Mientras la multitud expresaba su descontento en las afueras, la atención se centraba en el Palacio Legislativo. Diputados nacionales convocaron a una sesión especial con el objetivo de tratar la insistencia en las leyes vetadas por el Poder Ejecutivo. La jornada prometía ser tensa, con debates intensos sobre la necesidad de reafirmar el poder legislativo frente a las decisiones del ejecutivo y la urgencia de proteger las políticas públicas que garantizan el acceso universal a la educación y la atención médica. La participación ciudadana en la marcha ejerce una presión simbólica y política significativa sobre los legisladores.
Voces de la Marcha: Un Grito por un Futuro con Derechos Garantizados
El ambiente en la Marcha Federal era de profunda convicción y unidad.

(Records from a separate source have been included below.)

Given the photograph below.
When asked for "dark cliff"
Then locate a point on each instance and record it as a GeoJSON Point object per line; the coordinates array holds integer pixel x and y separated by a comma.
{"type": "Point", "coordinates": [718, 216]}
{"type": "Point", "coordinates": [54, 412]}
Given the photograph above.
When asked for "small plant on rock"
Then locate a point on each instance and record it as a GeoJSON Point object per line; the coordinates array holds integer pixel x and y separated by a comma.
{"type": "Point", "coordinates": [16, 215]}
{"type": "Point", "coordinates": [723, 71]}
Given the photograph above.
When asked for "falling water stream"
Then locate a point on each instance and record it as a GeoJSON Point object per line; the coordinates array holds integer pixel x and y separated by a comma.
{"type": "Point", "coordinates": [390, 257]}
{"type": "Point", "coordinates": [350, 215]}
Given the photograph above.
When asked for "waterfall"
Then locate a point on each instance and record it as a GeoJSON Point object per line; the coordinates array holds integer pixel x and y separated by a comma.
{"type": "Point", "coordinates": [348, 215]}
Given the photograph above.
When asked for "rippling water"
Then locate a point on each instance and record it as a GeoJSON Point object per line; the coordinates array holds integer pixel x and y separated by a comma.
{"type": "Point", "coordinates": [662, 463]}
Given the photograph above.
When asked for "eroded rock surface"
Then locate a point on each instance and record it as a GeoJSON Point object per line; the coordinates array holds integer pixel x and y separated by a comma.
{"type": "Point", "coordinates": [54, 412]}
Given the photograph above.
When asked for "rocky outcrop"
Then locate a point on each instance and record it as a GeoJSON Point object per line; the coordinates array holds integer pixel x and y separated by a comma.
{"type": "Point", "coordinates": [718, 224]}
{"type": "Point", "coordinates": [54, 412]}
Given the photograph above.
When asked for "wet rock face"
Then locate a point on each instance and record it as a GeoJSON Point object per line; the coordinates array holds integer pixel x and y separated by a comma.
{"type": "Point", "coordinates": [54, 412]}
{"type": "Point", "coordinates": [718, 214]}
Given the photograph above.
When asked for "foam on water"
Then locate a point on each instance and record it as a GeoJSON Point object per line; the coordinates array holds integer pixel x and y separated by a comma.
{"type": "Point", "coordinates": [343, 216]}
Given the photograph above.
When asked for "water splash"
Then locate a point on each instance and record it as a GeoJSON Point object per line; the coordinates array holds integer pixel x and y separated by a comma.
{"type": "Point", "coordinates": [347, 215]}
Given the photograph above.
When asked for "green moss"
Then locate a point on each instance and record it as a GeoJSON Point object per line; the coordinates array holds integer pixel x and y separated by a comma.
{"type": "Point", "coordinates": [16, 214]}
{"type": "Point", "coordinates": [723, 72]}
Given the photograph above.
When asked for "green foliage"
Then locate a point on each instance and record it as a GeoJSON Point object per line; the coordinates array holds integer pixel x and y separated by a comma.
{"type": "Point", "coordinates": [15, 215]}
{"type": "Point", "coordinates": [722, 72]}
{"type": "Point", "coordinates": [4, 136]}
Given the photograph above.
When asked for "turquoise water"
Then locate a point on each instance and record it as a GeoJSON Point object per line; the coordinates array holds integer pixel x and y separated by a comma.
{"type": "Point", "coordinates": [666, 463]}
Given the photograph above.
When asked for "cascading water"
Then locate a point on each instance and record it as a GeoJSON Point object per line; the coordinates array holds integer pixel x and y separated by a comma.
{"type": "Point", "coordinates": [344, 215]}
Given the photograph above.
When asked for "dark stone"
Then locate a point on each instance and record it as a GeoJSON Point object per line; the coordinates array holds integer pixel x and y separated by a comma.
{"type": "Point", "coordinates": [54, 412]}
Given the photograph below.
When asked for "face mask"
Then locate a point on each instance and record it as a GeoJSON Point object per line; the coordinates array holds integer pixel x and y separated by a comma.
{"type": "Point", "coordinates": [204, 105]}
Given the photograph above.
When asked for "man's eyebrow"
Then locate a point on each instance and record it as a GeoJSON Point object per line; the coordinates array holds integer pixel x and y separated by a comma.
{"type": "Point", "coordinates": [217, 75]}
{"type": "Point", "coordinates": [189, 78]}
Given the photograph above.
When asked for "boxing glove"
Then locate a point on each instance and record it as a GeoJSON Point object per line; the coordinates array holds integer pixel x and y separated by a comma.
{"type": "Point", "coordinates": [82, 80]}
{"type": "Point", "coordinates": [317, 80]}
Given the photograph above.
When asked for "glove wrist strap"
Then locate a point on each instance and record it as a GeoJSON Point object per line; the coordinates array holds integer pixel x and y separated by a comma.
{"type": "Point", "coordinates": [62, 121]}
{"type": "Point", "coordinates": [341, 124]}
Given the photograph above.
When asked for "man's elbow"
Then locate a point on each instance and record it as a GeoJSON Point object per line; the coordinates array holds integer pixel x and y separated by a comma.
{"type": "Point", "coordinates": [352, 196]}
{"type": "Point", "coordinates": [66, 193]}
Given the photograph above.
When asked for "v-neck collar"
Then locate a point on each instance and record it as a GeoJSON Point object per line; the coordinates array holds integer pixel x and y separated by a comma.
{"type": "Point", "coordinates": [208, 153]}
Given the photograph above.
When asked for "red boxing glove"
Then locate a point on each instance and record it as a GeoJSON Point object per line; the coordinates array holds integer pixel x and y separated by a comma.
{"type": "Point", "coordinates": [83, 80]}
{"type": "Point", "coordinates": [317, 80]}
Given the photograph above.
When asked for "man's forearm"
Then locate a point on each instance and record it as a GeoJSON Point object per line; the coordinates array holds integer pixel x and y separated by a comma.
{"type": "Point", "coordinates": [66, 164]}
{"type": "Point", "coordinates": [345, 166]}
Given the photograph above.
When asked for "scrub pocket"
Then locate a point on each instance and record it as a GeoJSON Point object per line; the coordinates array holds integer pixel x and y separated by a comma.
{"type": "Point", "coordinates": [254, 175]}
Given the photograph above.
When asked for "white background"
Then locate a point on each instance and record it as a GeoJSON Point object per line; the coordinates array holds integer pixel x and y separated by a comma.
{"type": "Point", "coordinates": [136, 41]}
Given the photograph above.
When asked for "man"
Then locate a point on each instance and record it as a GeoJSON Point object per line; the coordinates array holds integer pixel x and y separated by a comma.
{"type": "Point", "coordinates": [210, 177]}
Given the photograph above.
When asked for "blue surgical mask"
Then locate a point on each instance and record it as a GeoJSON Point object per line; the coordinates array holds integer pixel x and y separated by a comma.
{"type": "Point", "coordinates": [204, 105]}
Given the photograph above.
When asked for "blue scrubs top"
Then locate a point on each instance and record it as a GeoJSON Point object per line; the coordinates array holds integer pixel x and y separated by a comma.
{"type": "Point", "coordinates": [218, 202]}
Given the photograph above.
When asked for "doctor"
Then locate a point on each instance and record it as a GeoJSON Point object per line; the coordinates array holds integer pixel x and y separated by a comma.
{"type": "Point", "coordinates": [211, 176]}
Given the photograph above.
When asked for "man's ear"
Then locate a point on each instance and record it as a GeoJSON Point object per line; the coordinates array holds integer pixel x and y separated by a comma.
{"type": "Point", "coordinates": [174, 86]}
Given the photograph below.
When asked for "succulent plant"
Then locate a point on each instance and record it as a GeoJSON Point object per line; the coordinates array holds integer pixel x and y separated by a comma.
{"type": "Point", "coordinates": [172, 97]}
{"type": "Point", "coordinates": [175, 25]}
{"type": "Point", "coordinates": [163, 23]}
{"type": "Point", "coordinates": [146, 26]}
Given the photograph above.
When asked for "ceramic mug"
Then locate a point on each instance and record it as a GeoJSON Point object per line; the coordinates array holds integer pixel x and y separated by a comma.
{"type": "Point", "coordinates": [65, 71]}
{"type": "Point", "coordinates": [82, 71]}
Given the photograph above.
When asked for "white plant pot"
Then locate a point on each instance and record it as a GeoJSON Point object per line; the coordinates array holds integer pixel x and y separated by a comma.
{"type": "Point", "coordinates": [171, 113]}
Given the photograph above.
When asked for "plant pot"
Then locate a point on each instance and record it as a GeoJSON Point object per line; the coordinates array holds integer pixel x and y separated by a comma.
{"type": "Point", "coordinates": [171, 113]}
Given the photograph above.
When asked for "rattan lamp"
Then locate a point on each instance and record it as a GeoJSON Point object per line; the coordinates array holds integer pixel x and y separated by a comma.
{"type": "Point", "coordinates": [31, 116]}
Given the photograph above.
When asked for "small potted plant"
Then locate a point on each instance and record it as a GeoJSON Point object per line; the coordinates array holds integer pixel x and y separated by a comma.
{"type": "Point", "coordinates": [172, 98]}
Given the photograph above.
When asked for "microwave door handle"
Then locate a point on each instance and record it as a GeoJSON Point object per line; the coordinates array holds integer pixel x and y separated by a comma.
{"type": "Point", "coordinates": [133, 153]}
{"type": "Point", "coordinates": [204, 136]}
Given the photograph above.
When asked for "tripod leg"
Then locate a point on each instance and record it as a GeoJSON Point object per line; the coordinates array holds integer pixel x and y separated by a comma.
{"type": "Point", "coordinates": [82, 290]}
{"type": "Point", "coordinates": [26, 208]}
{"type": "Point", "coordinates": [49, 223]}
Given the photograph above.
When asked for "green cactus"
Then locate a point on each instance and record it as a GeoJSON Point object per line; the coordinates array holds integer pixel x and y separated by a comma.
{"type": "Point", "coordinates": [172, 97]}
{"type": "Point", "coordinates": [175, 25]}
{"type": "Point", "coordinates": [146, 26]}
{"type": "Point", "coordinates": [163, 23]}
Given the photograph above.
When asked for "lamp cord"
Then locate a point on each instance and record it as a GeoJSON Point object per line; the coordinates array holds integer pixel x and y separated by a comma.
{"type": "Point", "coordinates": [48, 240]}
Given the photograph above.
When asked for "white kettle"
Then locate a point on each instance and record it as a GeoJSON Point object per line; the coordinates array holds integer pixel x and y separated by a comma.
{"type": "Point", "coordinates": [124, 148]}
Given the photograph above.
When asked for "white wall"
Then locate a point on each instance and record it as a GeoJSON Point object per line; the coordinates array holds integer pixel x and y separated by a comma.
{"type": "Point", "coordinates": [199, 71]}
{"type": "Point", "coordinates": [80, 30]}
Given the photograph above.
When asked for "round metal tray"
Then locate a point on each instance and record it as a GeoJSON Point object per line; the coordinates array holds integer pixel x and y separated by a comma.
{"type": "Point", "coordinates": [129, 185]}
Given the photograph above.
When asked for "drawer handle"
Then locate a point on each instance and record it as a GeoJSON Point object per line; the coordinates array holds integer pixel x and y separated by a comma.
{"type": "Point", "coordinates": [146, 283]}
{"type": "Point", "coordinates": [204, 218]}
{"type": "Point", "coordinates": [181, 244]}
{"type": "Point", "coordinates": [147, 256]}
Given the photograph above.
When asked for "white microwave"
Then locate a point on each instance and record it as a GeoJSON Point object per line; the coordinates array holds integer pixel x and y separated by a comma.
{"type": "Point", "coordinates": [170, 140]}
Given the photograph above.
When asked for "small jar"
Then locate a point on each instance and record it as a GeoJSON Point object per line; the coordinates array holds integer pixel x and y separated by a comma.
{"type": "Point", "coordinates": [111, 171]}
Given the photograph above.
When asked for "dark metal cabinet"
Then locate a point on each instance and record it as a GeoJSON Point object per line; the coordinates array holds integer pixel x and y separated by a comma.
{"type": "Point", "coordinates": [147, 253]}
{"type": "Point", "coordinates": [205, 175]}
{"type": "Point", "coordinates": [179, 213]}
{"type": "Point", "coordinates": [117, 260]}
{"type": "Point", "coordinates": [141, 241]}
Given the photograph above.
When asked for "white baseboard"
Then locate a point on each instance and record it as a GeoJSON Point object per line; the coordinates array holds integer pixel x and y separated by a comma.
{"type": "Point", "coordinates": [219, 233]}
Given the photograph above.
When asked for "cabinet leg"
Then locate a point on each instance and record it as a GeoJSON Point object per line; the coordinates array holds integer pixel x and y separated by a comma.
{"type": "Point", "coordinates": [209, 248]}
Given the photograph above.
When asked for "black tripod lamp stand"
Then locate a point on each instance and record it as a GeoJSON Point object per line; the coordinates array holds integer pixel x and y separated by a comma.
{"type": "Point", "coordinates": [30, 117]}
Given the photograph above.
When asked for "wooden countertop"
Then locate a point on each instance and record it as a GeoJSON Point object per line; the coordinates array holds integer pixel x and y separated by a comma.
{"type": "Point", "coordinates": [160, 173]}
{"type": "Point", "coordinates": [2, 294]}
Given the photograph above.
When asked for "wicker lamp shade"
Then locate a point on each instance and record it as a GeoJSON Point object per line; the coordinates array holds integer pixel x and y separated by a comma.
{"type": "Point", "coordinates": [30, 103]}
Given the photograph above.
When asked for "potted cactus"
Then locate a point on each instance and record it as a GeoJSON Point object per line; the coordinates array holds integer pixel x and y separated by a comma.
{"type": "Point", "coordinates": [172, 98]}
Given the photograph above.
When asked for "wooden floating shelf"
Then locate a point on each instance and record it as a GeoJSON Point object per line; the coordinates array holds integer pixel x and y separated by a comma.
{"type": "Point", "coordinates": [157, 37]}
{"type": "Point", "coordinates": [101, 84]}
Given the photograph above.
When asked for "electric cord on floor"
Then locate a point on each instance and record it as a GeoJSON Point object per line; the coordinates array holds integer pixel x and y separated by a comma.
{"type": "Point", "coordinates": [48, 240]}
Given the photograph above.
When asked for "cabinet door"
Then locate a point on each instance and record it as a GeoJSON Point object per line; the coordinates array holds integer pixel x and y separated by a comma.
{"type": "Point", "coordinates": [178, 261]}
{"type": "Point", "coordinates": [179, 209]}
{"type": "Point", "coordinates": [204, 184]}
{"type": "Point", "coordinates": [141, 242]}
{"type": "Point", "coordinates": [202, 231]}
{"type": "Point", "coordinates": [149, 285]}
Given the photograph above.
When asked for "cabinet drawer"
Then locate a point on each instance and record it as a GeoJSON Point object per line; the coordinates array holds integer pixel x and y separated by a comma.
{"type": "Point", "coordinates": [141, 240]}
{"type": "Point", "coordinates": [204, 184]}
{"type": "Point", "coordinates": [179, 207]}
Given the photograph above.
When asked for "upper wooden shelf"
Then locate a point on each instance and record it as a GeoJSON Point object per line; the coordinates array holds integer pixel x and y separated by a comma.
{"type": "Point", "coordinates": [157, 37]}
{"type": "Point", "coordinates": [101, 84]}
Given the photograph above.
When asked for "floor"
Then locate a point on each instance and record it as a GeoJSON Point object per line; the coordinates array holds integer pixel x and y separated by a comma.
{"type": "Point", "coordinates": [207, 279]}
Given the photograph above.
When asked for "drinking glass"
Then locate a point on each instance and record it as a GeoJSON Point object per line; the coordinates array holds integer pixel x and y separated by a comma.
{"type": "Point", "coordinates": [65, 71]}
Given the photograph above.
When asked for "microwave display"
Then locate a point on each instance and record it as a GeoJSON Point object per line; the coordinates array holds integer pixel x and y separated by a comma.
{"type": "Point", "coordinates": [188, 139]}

Representantes de diversos sectores compartieron sus preocupaciones y esperanzas. Dirigentes sindicales enfatizaron la importancia de recursos suficientes y gestión estatal para mantener la calidad y el acceso equitativo a hospitales y universidades públicas, pilares del desarrollo y la igualdad en Argentina. Por su parte, líderes estudiantiles resaltaron que la educación pública es el motor de la movilidad social y la formación de profesionales comprometidos con el país, advirtiendo sobre el impacto negativo de recortes presupuestarios y desfinanciamiento. Movimientos sociales añadieron su perspectiva, vinculando la defensa de estos derechos con la lucha contra la pobreza y la exclusión, y subrayando que un sistema de salud y educación robusto es esencial para una sociedad más justa y equitativa.
La educación y la salud públicas son pilares insustituibles del modelo de país que aspiran a construir millones de argentinos. Esta movilización masiva es un recordatorio potente de que la defensa de estos derechos es una tarea colectiva y continua. El eco de la Marcha Federal resonará en los pasillos del poder, marcando la agenda y reafirmando el compromiso de la sociedad con un Estado presente y protector.